About Dr. Lonny Higgins Dr. Lonny Higgins graduated from Wellesley College in 1969 with a BA in Philosophy. She received her MD from Tufts University School of Medicine where she was elected to the Alpha Omega Alpha National Honor Medical Society. She completed her Ob/Gyn residency at Tufts University and is Board Certified and a Fellow of the American College of Obstetricians and Gynecologists.
Dr. Higgins career has exposed her to both western academic medicine and a variety of traditional medical practices. Her first exposure to medicine came during the summer prior to her senior year at Wellesley when she worked for the Frontier Nursing Service in rural Appalachia as a volunteer assistant to Dr. Mary Wiss. During her residency in Boston, she was an early advocate for hospital birthing rooms and the first doctor to perform Leboyer deliveries in Boston area hospitals. She was the subject of a documentary film aired on public television, describing her efforts to humanize the delivery setting and to bring family-oriented birth into mainstream obstetrics.

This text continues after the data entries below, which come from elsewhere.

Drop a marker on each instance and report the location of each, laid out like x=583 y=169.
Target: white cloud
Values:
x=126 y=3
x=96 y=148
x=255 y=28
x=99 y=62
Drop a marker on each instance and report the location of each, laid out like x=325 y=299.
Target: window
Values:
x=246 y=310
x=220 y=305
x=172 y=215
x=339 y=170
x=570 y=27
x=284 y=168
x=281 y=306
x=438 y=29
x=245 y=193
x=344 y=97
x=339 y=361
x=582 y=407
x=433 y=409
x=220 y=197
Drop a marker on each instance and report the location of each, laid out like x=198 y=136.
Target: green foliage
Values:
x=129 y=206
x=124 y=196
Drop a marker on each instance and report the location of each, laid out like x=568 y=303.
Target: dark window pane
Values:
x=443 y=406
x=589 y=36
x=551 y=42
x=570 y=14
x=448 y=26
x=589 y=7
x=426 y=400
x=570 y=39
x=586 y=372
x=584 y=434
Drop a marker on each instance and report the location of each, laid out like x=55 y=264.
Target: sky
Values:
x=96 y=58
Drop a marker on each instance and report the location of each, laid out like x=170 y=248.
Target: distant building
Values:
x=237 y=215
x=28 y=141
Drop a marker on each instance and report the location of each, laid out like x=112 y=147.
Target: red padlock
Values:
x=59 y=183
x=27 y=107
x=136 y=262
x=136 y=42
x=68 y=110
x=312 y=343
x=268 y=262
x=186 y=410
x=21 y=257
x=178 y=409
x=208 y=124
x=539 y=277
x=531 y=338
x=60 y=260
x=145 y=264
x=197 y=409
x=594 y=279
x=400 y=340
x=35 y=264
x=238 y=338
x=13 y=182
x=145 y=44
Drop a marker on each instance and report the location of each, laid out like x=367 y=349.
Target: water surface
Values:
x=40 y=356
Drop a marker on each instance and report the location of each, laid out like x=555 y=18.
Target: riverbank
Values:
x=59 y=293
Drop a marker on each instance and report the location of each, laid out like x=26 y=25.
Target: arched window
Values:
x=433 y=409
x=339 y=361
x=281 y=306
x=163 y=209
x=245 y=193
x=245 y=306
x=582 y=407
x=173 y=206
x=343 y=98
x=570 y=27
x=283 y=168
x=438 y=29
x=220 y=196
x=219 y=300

Following her residency, she and her husband and two young children spent five years living and traveling aboard an 82-foot gaff rigged schooner providing volunteer medical services in the Caribbean, Central America, and the South Pacific. During these years, she worked as a Senior Registrar in obstetrics and gynecology at National Women's Hospital in Auckland, New Zealand. In 1984, Dr. Higgins and her husband settled in Hawaii and established Marimed Foundation, a non-profit organization that provided primary health care and training in Micronesia in the 1980s and early 90's and today is the largest provider of residential behavioral health care services to special needs adolescents in Hawaii. In the late 1980's, while serving as volunteer medical director for Marimed Foundation, she also served as Assistant Professor in the Department of Ob/Gyn at the University of Hawaii's John A. Burns School of Medicine and was Assistant Director of Perinatal Medicine at Kapiolani Medical Center for Women and Children. In 1989 she co-founded Pali Women's Health Center, which provides comprehensive women's health care services on windward Oahu.
By the mid1990's, Dr. Higgins' two older children had left home for college, and she found herself wanting to have another child. Because of her age, she and her husband turned to the world of assisted reproductive technology (ART), and with the help of an ovum donor, Dr. Higgins became pregnant. Shortly after the birth of their third child in 1996, she retired from clinical practice and moved to the Big Island where she and her husband now live on their farm, along with their youngest son, three horses, 70 sheep, two dogs, and a cat.